AmericaOverland
Explorer
Third, Land Rover sold about 20,000 Defenders last year. They need to find ways to sell more, even if it means updating a 60 year old design.
Why do they need to sell more? What's wrong with current production numbers? What's wrong with staying steady on those numbers? What happened to the idea of stability at a company? After all, the executives get to go home to their estates, and the workers get to go home to their decent homes and do what they do on the weekends. Why change this? UNLESS, somebody got greedy and wants more. People don't know how to be happy with what they have. Always remember that "As fast as you go up on a stock market-like chart for production or company performance, must you come back down in a return to the mean." Markets ALWAYS show this eventually. I have seen very few companies that try to accept that "This is where we're at, we're doing pretty good, so let's keep it where it's at so that we don't suffer 'market saturation' and end up laying off people in a hurry when there is no longer a reason to manufacture at the present rate. Let's manufacture just enough to sell and keep parts and maintenance staff on hand to keep this going."

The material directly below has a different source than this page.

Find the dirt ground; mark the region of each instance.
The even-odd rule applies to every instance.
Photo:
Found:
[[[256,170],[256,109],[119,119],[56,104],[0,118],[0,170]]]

Market saturation is always the fatal flaw in business models. Always. This means that at the current rate of production, you reach market saturation (say, 90% of the population own a Jeep Wrangler or a Droid phone) very quickly, and because you don't have more people to sell your Jeeps to than what the market can bear for opportunities, production has to fall off in a hurry to minimize over-inventory. So, the faster you reach market saturation, the more disrupting the layoffs/capital disallocation has to be to offset the lost demand and bring things back in balance. The more even you keep production numbers even in a slight incline over the life of a product, the more likely you are to survive market saturation as you transition from "mainly manufacturing, some maintenance" to "some manufacturing, mainly parts-making, and maintenance."
Otherwise, your only alternative is to manufacture products with short lives or different versions of a product that makes it compelling enough for customers to "have to buy" to replace what they already have.
Lots of businesses don't know how to transition from a growth phase to a maintenance phase. These businesses ALWAYS assume that they will be in a growth phase forever, and they run into trouble when they don't successfully make the transition. As a business, what are you going to do when every single developing country becomes a developed country, with the majority of the peoples having what they need? You would no longer enjoy the kind of growth you experienced when your product category did not exist before. Here is where you will be forced to learn what I'm talking about.
Creating new versions of an existing product is very expensive. There's the cost of hiring engineers to come up with a new design and retooling the assembly lines after existing business relationships have been changed/new ones formed. It's very expensive to do this all over again. I love the classic Land Rovers and their history. Because the Land Rovers have mutated into Lunar Rovers designed by the wrong people for the wrong kind of people, I can't ever bring myself to buy one of these given what I already own.
Somewhere, somehow, we took the corner from a time when designs didn't change for a very long time (because it did the job, what did it matter) to where nearly everything goes from nonexistent to market saturation in mere months and back to nothing when no one wants it for a better model. This world has gone absolutely nuts.
Lunar Rovers... Interesting... Jeep Wrangler becomes Jeep Astronaut? Check out the features available on a 2012 model. Toyota Landspeeder? Ford Sprinter becomes Ford Apollo?
Someone needs to stick around to specifically make a vehicle that remains a base model with few features and high durability for heavy-duty/utilitarian/off-road use.